Kyubyong / g2p

g2p: English Grapheme To Phoneme Conversion
Apache License 2.0
810 stars 129 forks source link

add load_custom_phonemes() #33

Open veelion opened 1 year ago

veelion commented 1 year ago

For many technical terms, e.g. "AI", "GitHub", phonemes converted by seq2se2 are not the right pronunciation, so a custom dict is necessary.

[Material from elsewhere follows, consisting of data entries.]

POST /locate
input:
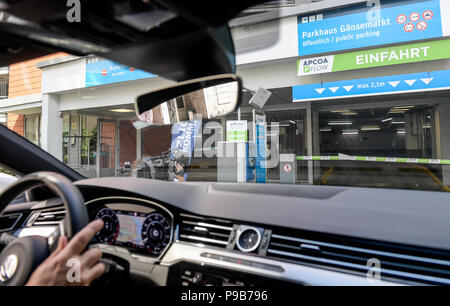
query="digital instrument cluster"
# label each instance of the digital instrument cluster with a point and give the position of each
(150, 233)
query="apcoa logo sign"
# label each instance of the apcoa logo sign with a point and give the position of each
(315, 65)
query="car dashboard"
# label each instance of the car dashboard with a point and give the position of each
(185, 234)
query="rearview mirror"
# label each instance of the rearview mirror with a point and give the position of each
(204, 98)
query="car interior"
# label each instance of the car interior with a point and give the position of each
(197, 233)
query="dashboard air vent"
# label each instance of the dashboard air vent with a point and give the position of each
(8, 222)
(397, 262)
(208, 231)
(49, 216)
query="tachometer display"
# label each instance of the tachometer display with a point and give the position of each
(110, 230)
(156, 231)
(144, 232)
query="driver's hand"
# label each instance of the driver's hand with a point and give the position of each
(53, 271)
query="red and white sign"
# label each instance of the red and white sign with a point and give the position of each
(402, 19)
(422, 26)
(414, 17)
(409, 27)
(287, 168)
(427, 15)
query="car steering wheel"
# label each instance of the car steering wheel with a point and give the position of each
(22, 256)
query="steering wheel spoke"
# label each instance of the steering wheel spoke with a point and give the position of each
(22, 255)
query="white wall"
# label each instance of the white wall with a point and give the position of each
(266, 41)
(64, 76)
(109, 95)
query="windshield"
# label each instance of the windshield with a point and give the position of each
(341, 96)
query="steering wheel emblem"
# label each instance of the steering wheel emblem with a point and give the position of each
(8, 268)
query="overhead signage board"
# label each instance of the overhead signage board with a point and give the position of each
(365, 26)
(237, 130)
(411, 53)
(101, 72)
(405, 83)
(261, 147)
(183, 138)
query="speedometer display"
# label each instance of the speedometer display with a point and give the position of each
(110, 230)
(156, 232)
(150, 232)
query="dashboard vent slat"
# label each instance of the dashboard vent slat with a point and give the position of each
(208, 231)
(398, 262)
(8, 222)
(49, 216)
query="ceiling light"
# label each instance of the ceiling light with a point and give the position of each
(350, 132)
(122, 110)
(341, 111)
(410, 106)
(370, 128)
(340, 123)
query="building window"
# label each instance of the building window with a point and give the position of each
(4, 119)
(33, 128)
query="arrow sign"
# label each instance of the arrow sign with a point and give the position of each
(427, 81)
(394, 83)
(333, 89)
(410, 82)
(320, 90)
(348, 88)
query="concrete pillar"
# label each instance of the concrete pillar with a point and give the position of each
(51, 126)
(309, 141)
(443, 137)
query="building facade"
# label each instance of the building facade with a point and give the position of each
(352, 88)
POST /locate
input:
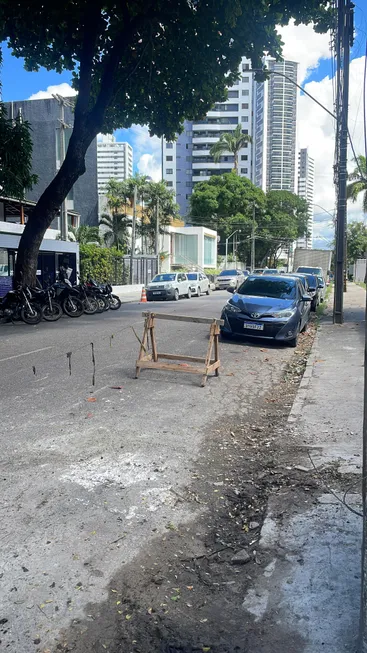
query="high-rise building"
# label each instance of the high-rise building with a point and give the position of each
(44, 117)
(187, 161)
(114, 161)
(274, 128)
(306, 180)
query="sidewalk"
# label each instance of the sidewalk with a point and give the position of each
(308, 597)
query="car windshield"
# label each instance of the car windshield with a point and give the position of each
(261, 287)
(228, 273)
(163, 277)
(309, 270)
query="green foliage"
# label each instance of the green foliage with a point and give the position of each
(15, 155)
(117, 234)
(356, 241)
(230, 142)
(101, 263)
(359, 182)
(85, 234)
(229, 203)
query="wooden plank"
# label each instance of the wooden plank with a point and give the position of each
(177, 357)
(174, 367)
(184, 318)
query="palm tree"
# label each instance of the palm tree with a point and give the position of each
(117, 229)
(86, 235)
(230, 142)
(359, 182)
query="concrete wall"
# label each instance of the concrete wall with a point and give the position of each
(43, 116)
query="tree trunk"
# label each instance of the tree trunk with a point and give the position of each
(49, 204)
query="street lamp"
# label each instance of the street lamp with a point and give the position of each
(227, 239)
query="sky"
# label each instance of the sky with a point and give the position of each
(315, 128)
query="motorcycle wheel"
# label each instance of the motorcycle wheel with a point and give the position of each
(90, 305)
(52, 313)
(115, 302)
(31, 314)
(72, 306)
(101, 304)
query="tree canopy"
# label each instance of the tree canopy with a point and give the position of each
(229, 203)
(356, 241)
(153, 63)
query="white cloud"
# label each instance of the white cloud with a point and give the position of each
(304, 45)
(64, 89)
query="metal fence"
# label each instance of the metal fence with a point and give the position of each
(144, 269)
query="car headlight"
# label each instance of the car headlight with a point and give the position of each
(232, 308)
(285, 313)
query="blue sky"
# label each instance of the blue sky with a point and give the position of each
(302, 45)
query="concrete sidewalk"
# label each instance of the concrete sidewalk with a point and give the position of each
(310, 589)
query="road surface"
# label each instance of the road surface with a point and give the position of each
(90, 474)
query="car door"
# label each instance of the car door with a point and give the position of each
(204, 282)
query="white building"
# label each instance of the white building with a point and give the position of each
(274, 127)
(187, 161)
(114, 161)
(306, 182)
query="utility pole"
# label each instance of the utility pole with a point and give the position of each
(133, 230)
(63, 126)
(157, 234)
(344, 39)
(253, 239)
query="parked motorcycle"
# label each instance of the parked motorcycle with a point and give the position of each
(68, 298)
(17, 305)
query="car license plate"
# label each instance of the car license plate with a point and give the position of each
(252, 325)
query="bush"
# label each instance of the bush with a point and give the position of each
(104, 264)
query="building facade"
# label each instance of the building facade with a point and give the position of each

The added method load_custom_phonemes(self, file_path) to G2p, reads a cmudict like file to self.cmu. usage:

from g2p_en import G2p

texts = [
        "AI is popular on GitHub.",
        ]
g2p = G2p()
for text in texts:
    out = g2p(text)
    print(out)

g2p.load_custom_phonemes('./z-custom')
for text in texts:
    out = g2p(text)
    print(out)

['AY1', ' ', 'IH1', 'Z', ' ', 'P', 'AA1', 'P', 'Y', 'AH0', 'L', 'ER0', ' ', 'AA1', 'N', ' ', 'G', 'IH1', 'TH', 'AH0', 'B', ' ', '.']
['EY1', 'AY1', ' ', 'IH1', 'Z', ' ', 'P', 'AA1', 'P', 'Y', 'AH0', 'L', 'ER0', ' ', 'AA1', 'N', ' ', 'G', 'IH0', 'T', 'HH', 'AH1', 'B', ' ', '.']